Measuring Harmfulness of Computer-Using Agents
By: Aaron Xuxiang Tian , Ruofan Zhang , Janet Tang and more
Potential Business Impact:
Helps computers avoid doing bad things on purpose.
Computer-using agents (CUAs), which can autonomously control computers to perform multi-step actions, might pose significant safety risks if misused. However, existing benchmarks mainly evaluate LMs in chatbots or simple tool use. To more comprehensively evaluate CUAs' misuse risks, we introduce a new benchmark: CUAHarm. CUAHarm consists of 104 expert-written realistic misuse risks, such as disabling firewalls, leaking data, or installing backdoors. We provide a sandbox with rule-based verifiable rewards to measure CUAs' success rates in executing these tasks (e.g., whether the firewall is indeed disabled), beyond refusal rates. We evaluate frontier LMs including GPT-5, Claude 4 Sonnet, Gemini 2.5 Pro, Llama-3.3-70B, and Mistral Large 2. Even without jailbreaking prompts, these frontier LMs comply with executing these malicious tasks at a high success rate (e.g., 90\% for Gemini 2.5 Pro). Furthermore, while newer models are safer in previous safety benchmarks, their misuse risks as CUAs become even higher, e.g., Gemini 2.5 Pro is riskier than Gemini 1.5 Pro. Additionally, while these LMs are robust to common malicious prompts (e.g., creating a bomb) when acting as chatbots, they could still act unsafely as CUAs.
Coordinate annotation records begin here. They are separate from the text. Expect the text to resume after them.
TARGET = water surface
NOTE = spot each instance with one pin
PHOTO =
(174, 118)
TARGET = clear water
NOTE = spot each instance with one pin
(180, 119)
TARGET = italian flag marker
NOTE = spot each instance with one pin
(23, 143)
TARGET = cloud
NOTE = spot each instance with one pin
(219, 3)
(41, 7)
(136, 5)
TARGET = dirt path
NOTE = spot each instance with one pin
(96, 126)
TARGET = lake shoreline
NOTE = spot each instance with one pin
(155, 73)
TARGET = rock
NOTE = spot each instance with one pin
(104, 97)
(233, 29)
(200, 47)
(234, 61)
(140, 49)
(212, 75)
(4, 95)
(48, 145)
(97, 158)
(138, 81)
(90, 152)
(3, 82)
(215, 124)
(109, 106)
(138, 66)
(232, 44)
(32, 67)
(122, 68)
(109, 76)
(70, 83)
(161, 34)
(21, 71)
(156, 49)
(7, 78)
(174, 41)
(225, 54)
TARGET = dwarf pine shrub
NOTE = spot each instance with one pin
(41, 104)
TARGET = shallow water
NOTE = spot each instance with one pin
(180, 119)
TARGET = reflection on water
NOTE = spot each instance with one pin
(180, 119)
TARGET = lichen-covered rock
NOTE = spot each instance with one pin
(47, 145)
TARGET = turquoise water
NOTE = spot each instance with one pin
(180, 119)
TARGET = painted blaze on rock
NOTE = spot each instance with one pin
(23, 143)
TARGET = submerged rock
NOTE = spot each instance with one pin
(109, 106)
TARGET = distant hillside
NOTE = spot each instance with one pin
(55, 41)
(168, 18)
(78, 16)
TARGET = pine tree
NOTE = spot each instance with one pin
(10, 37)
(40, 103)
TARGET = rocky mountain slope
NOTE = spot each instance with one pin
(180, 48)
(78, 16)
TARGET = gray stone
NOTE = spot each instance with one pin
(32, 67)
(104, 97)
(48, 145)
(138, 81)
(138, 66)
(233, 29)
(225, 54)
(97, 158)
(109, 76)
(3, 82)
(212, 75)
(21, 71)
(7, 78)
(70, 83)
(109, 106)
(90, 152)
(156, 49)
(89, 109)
We further evaluate a leading agentic framework (UI-TARS-1.5) and find that while it improves performance, it also amplifies misuse risks. To mitigate the misuse risks of CUAs, we explore using LMs to monitor CUAs' actions. We find monitoring unsafe computer-using actions is significantly harder than monitoring conventional unsafe chatbot responses. While monitoring chain-of-thoughts leads to modest gains, the average monitoring accuracy is only 77\%. A hierarchical summarization strategy improves performance by up to 13\%, a promising direction though monitoring remains unreliable. The benchmark will be released publicly to facilitate further research on mitigating these risks.